Während die repräsentierende Politik derzeit vor allem dem Hedonismus frönt (siehe Tagestext von gestern), statt über relevante politische Inhalte wie die Teuerung, den Lehrer:innenmangel oder die Herausforderungen der Klimakrise zu debattieren, drängt ausgerechnet der Schweizer Wintersport bei Temperaturen über dreissig Grad ins globale Rampenlicht. Über die Sonntagszeitungen pushten die beiden mächtigen Verbände Swiss Olympic und Swiss Ski die bisher vage Absicht, im Jahr 2030 Olympische Winterspiele in der Schweiz zu organisieren: dezentral in allen vier Landesteilen und unter Berücksichtigung bereits bestehender Infrastruktur. Auch Sportministerin Viola Amherd (Mitte) soll dieses Anliegen unterstützen.

Tatsächlich klingt die Idee erst mal verlockend.
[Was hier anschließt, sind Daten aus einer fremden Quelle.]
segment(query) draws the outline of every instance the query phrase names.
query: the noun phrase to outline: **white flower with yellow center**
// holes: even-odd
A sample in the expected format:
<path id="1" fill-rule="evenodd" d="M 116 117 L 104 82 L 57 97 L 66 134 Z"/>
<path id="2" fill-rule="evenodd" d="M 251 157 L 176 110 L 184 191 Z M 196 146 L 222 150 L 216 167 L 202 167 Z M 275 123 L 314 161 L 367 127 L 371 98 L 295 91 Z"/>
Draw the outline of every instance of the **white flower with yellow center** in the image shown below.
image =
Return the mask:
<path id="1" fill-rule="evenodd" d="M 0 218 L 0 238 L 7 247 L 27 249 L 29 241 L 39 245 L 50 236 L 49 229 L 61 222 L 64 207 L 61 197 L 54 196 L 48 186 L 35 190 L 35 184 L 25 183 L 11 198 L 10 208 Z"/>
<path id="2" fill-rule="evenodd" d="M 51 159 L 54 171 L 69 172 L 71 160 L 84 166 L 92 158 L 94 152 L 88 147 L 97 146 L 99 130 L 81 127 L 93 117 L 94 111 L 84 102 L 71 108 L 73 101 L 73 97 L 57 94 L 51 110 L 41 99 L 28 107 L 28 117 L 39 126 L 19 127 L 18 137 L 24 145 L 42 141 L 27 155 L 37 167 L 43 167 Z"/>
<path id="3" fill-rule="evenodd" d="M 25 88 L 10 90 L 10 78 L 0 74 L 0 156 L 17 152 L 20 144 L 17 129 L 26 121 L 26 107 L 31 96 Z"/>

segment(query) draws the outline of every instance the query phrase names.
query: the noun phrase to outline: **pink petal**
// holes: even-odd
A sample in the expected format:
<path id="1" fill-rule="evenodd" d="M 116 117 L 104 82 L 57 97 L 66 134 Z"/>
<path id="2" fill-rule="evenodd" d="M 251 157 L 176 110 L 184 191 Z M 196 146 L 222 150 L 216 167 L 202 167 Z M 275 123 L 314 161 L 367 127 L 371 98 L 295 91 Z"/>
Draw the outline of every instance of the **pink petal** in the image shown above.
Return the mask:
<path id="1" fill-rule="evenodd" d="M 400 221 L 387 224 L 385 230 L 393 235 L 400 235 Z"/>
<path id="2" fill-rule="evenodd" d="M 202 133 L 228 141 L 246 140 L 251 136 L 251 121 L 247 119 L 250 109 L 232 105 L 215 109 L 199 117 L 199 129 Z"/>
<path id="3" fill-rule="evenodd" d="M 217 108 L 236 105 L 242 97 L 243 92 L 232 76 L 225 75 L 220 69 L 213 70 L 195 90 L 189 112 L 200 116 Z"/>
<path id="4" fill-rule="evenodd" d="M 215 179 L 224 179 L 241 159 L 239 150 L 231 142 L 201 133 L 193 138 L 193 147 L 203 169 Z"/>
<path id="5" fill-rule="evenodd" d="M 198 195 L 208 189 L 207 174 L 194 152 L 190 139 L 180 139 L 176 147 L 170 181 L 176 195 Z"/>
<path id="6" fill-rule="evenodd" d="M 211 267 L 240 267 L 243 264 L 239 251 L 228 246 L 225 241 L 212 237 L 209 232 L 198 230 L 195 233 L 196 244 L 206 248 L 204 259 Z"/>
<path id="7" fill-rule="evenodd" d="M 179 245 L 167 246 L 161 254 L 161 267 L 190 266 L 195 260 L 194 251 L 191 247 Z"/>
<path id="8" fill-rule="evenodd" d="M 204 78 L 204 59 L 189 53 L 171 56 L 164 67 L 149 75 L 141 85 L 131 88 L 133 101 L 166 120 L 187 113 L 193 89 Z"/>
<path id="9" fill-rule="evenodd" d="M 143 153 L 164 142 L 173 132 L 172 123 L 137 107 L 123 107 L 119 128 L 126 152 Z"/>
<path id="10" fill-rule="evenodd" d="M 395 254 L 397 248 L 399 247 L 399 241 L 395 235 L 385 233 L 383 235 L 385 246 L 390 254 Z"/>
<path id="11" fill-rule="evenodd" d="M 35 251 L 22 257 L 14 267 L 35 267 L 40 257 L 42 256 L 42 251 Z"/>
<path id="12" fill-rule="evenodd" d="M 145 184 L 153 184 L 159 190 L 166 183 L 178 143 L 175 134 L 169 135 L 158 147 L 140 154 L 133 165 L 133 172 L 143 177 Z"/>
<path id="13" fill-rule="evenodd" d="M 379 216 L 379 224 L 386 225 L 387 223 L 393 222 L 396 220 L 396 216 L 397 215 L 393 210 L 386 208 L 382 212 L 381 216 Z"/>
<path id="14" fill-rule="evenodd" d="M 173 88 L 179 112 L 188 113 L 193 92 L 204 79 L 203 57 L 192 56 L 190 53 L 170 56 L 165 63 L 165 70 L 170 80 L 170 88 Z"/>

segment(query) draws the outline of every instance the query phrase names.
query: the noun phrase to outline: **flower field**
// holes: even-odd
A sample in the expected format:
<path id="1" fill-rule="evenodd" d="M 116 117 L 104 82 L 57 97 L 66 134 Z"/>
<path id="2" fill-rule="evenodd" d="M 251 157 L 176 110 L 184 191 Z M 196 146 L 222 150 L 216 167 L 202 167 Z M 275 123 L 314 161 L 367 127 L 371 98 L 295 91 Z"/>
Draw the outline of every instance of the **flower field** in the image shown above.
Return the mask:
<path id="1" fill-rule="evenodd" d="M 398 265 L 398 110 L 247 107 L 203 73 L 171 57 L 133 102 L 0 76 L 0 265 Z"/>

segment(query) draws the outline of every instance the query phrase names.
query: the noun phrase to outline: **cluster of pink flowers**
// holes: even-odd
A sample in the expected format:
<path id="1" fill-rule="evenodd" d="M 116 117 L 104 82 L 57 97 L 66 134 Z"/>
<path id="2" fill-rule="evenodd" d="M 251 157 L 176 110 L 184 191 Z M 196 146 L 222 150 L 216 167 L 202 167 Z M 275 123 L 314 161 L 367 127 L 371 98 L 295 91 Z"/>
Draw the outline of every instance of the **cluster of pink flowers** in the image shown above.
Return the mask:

Bisher fanden die Olympischen Winterspiele immer an zentralen Orten statt – zuletzt in Peking (44 Meter über Meer), Pyeongchang (700 Meter über Meer) und Sotschi (direkt am Schwarzen Meer) –, an denen sehr viel und sehr teure Infrastruktur aufgebaut werden musste, die danach kaum noch Verwendung fand. Dieses ökologisch, wirtschaftlich und auch politisch ruinöse Konzept ist mittlerweile zu einem Auslaufmodell geworden: Jedenfalls sucht das zuständige Internationale Olympische Komitee (IOC) für die 26. Austragung im Jahr 2030 zunehmend verzweifelt ein dazu bereites Land. Die mögliche Bewerbung der Schweiz ist vor diesem Hintergrund äusserst chancenreich.

Für Euphorie ist es allerdings noch viel zu früh. Ob die Winterspiele wirklich deutlich nachhaltiger und ohne hohe Kosten für die öffentliche Hand organisierbar sind, wird erst ein detailliertes Konzept zeigen. Bis dahin sind sämtliche Aussagen dazu reine PR.

Letztlich steht auch die Frage im Raum, wie sinnvoll es ist, sich dem IOC zu unterwerfen. Denn die Organisationshoheit der Winterspiele liegt in den Händen des autoritär verfassten Verbands mit Sitz in Lausanne. Dieser sorgt immer wieder für Korruptions- und Dopingaffären oder dient sich autoritären Regimes an. Aktuell fordert der IOC-Chef und ausgemachte Putin-Freund Thomas Bach vehement die Teilnahme russischer Sportler:innen an den Sommerspielen in Paris 2024 – und zeigt sich immun gegen jegliche Kritik an seiner Forderung. Am Ende werden das IOC und Bach den Winterspielen ihren Stempel aufdrücken – und nicht die Eidgenossenschaft oder Amherd.